Tell HN: GitHub is no more usable without mobile devices

[eimrine]

Since Microsoft bought Github, I have to use a one-time key every time I log in, which is annoying. But today I received a letter in which they insist that I have the second of two factors from the list:

     Security key

     GitHub Mobile

     Authenticator application (TOTP)

     Text messages (SMS)

I don't use smartphones, so all I can do is share my phone number, which will naturally be passed on to spammers. Tell me an alternative to GitHub, please.

[Supply5411]

>without mobile devices

But 50% of the 2FA options you listed do not require a mobile device. Security key and TOTP app. TOTP apps are free. Try authy.

[PennRobotics]

You can use TOTP without a phone, like via PyOTP or through some of the password managers (although on Bitwarden it's a paid feature)

I moved from GH to GitLab but not for authentication reasons.

[zimpenfish]

I use some Rust with the `otp` crate for a single secret ($WORK Okta) and `mambembe`[1] on my server for the rest of them.

[1] https://github.com/jaysonsantos/mambembe

[rapnie]

For reference: https://github.blog/2023-03-09-raising-the-bar-for-software-...

> Tell me an alternative to GitHub, please.

Codeberg.org or self-hosted Gitea / Forgejo. Or Sourcehut if you prefer that more minimalistic style.

[NoZebra120vClip]

GitHub sent you a letter? What does their letterhead look like? What'd they put for a return address? How much postage was on it?

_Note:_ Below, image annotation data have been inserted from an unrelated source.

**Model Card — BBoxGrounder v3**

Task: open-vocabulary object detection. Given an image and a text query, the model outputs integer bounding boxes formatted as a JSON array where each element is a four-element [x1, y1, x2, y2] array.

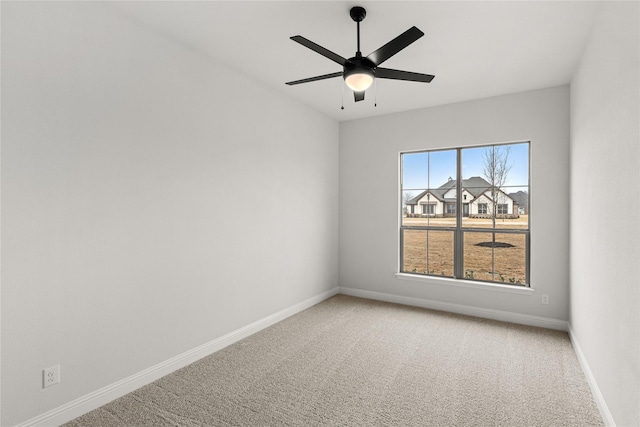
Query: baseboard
[[16, 287, 338, 427], [569, 323, 616, 427], [339, 287, 569, 331]]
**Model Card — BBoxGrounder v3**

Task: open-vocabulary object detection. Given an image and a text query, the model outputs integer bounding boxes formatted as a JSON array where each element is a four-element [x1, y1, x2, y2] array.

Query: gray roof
[[407, 176, 502, 205], [509, 191, 529, 209]]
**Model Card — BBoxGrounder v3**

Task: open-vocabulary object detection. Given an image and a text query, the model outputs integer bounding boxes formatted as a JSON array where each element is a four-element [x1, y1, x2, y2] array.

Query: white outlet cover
[[42, 365, 60, 388]]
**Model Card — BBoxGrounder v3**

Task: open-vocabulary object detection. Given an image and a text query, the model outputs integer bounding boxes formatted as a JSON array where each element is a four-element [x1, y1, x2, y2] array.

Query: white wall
[[571, 2, 640, 426], [339, 86, 569, 321], [1, 2, 338, 426]]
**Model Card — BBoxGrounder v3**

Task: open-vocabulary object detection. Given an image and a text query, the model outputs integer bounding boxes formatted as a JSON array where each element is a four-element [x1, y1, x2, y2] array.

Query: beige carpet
[[62, 295, 603, 427]]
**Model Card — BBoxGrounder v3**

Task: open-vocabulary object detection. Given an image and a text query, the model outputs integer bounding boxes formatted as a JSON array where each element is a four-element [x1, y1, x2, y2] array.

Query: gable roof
[[407, 176, 502, 205]]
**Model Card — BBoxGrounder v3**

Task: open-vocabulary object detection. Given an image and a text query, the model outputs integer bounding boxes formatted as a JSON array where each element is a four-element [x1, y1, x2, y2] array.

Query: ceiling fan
[[287, 6, 435, 102]]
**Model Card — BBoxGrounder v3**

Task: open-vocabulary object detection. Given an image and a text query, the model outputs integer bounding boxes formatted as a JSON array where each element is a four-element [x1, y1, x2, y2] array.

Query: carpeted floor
[[66, 295, 603, 427]]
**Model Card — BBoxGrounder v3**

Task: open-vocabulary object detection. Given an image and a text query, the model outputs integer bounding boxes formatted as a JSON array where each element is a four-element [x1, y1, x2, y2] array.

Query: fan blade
[[376, 68, 435, 83], [367, 27, 424, 66], [290, 36, 347, 66], [287, 71, 342, 86]]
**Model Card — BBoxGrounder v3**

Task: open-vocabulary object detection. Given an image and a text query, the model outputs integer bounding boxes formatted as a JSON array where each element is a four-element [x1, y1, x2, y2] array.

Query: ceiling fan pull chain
[[373, 79, 378, 107]]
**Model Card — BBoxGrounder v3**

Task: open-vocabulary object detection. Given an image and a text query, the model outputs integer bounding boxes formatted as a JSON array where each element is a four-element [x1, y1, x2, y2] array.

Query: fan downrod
[[349, 6, 367, 22]]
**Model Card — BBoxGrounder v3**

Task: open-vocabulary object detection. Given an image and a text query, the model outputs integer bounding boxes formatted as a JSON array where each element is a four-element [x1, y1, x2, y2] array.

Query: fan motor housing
[[343, 56, 376, 78], [349, 6, 367, 22]]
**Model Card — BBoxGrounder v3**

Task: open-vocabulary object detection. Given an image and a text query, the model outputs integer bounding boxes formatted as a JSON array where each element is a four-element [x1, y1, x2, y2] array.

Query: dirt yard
[[403, 216, 528, 284]]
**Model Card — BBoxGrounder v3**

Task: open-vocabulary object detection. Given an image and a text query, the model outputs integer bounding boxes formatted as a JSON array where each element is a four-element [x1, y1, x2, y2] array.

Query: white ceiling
[[110, 1, 599, 121]]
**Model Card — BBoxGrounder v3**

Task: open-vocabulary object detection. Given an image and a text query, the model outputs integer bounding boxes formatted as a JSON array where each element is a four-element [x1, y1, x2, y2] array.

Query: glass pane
[[464, 233, 527, 285], [402, 230, 427, 274], [424, 150, 457, 227], [402, 150, 456, 231], [427, 230, 453, 277], [464, 233, 493, 280], [402, 230, 453, 277], [462, 143, 529, 229], [493, 233, 527, 285]]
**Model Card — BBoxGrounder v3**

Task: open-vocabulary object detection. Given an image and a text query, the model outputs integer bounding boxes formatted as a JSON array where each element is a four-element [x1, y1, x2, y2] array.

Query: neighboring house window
[[422, 203, 436, 215], [399, 142, 530, 286]]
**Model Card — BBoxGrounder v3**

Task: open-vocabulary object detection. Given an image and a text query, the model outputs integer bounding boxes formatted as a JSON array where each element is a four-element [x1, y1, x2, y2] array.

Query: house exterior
[[406, 176, 520, 218]]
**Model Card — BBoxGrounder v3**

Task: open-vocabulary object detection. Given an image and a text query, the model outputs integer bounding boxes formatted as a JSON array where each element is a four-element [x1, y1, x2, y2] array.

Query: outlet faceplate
[[42, 365, 60, 388]]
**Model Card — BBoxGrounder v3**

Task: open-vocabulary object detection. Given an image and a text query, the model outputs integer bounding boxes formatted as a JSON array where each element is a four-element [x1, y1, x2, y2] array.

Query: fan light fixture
[[344, 67, 373, 92]]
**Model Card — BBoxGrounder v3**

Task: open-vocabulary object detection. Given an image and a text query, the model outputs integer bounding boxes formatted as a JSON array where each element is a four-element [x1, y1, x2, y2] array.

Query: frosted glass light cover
[[344, 73, 373, 92]]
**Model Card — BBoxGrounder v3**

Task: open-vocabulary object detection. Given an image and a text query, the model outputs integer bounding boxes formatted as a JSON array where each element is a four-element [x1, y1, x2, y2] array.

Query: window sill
[[396, 273, 535, 295]]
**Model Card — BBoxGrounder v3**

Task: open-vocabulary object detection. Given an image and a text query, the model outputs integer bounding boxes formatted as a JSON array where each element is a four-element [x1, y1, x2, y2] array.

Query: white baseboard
[[569, 324, 616, 427], [16, 287, 338, 427], [339, 287, 569, 331]]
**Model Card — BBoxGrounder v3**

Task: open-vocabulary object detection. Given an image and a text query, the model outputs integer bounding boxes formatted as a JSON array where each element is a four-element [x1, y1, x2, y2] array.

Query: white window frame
[[397, 141, 531, 292]]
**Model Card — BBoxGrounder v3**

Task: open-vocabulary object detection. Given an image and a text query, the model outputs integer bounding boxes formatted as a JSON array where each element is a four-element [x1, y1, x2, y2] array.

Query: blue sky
[[402, 143, 529, 192]]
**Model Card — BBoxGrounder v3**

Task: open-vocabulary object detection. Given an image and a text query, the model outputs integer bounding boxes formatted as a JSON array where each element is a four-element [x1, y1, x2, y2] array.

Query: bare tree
[[482, 145, 512, 228], [402, 192, 413, 214]]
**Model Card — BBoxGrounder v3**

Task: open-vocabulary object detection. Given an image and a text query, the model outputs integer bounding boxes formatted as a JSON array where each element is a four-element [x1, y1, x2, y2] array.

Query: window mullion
[[453, 148, 464, 278]]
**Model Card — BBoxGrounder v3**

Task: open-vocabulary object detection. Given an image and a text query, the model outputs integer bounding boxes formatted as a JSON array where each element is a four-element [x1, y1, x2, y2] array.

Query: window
[[422, 203, 436, 215], [399, 142, 530, 286]]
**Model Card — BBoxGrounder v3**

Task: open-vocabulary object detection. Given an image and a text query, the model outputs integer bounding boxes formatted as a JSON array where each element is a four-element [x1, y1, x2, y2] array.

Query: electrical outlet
[[42, 365, 60, 388]]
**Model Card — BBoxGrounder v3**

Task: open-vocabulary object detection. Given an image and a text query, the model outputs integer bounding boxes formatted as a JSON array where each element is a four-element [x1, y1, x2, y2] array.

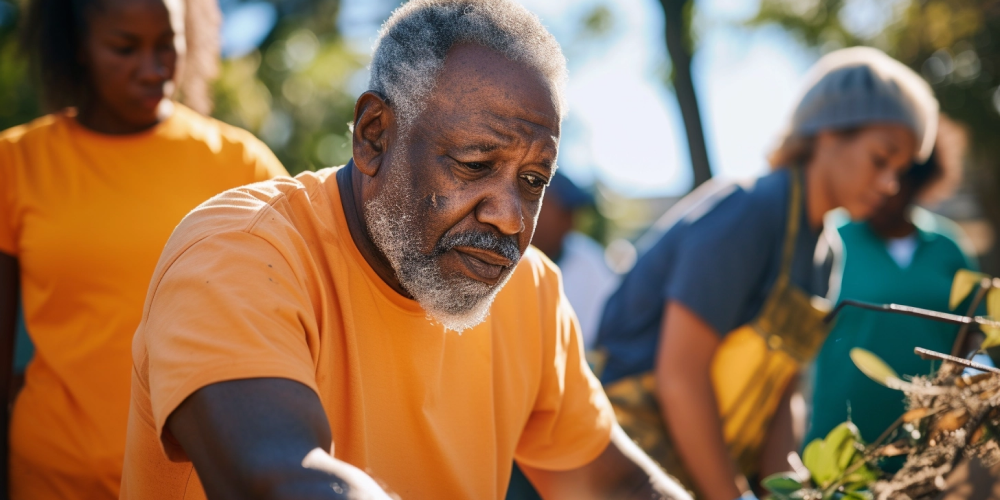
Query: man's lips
[[455, 246, 514, 281]]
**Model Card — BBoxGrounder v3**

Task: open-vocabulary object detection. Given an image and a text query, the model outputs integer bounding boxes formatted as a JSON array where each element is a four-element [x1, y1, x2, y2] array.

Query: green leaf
[[802, 422, 858, 488], [948, 269, 988, 311], [760, 472, 802, 497], [851, 347, 902, 388], [979, 326, 1000, 351]]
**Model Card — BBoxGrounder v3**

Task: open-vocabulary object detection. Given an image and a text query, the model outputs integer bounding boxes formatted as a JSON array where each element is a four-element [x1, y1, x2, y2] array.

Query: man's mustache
[[433, 231, 521, 264]]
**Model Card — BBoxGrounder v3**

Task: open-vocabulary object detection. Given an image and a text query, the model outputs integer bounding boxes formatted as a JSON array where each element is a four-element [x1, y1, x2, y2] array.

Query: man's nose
[[476, 185, 524, 235]]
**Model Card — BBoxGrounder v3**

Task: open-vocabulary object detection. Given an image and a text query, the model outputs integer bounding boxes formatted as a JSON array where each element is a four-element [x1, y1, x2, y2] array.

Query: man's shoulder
[[498, 246, 562, 304], [163, 169, 334, 264], [164, 104, 270, 156]]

Seriously though, MFA may be annoying, but that's nothing compared to a credential-stuffing hacker taking over your account.

Spend a few bucks on a Yubico Yubikey. You'll be glad you did.

[t312227]

hello,

i'm using hardware security-tokens as my 2nd-factor wherever its possible ... and i'm a big fan of them: they are pretty cheap & i don't need to have a mobile device at hand.

last but not least: imho. they are more secure than mobile devices, which are prone to lots of spy-/malware etc. :)

just my 0.02€

ps. ah, alternative to github ...

selfhosted git!?

with some interface if necessary

* gitweb - easy, fast, "just enough" for a technical person

* cgit - same same

* gitea

* ...

[dave4420]

Why not use a desktop TOTP app?

This is possible using e.g. 1Password, but there must be others you could use as well.

[fabrixxm]

KeePassXC stores user/password and otp. Not the most secure way to use otp, but surely it's handy.

[eimrine]

I visited 1password website and seems like this is not just an app but a paid service which requires some account which means more learning some proprietary software and even more spam in my email. Why there is no option for Github to get rid of any 2-factor for me? I have not any finished project, my name means nothing for the community.

[coldtea]

>which means more learning some proprietary software and even more spam in my email.

Can always quite software and become a farmer or something...

People proposed it as a solution to the OTP for "need mobile phone to use GH" thing. It's one solution, there are others.

>Why there is no option for Github to get rid of any 2-factor for me? I have not any finished project, my name means nothing for the community.

Because they don't make it for you, but for everybody. And security is important for others too. If your account gets pwned, it can be used to spread malware, or to facilitate shady behavior that can't be tracked to the real culprits.

If there was such an option, people would disable it without knowing the risks for "convenience", and then cry and blame GH when their accounts are taken.

[pjerem]

There are tons of open source & free local OTP applications.

[mikecoles]

Github alternatives include Forgejo, Gitlab, and Gitea.